Ему не понравилось что-то другое, но что – он не сказал, а я не спросил. Я не стал спрашивать, какие у Бруно отношения с отцом, сколько он зарабатывает, завел ли подружку, что он думал о нас. Он тоже ни о чем не спрашивал. Он не спросил, как мои дела, как живут родители, поэтому я не ответил: мама – хорошо, папа по-прежнему на меня злится. За лето многое изменилось. Я думал, что нашел друзей, но ошибся. За один вечер я поцеловал двух девушек.
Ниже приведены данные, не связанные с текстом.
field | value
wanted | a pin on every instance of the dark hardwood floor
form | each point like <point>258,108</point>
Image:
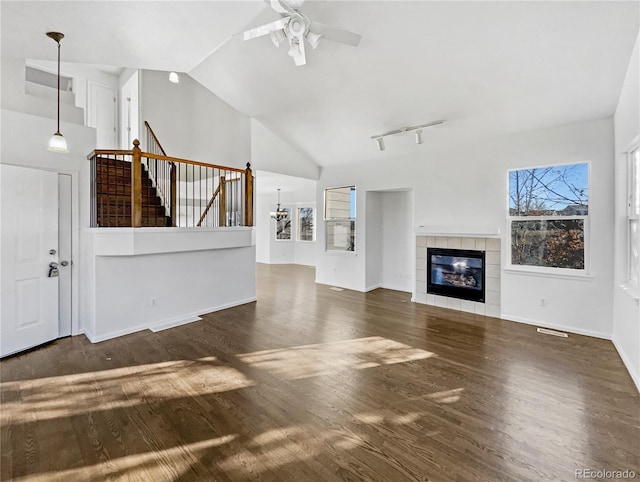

Вместо этого я сказал, что вернусь в Грану пешком.
– Ты уверен?
– Да, завтра уезжаю, хочу пройтись.
– Правильно. Тогда пока.
У меня был такой ритуал: расставаясь с летом, в последний раз прогуляться одному и попрощаться с горами. Я смотрел, как Бруно садится на мотоцикл и заводит его не с первой попытки: раздался грохот, из глушителя повалил черный дым. Бруно был стильным мотоциклистом. Он взмахнул рукой на прощанье и нажал на газ. Я помахал в ответ, хотя он меня уже не видел.
Тогда я не знал, что нам предстояло расстаться надолго. На следующий год мне исполнилось семнадцать, я вернулся в Грану всего на несколько дней, а потом и вовсе перестал туда ездить. Будущее отдалило меня от горы моего детства, что было грустно, но прекрасно и неизбежно – это я хорошо понимал: когда Бруно и его мотоцикл исчезли в лесу, я обернулся к склону, с которого мы спустились, и, прежде чем уйти, долго смотрел на следы, которые оставили в снегу наши ноги.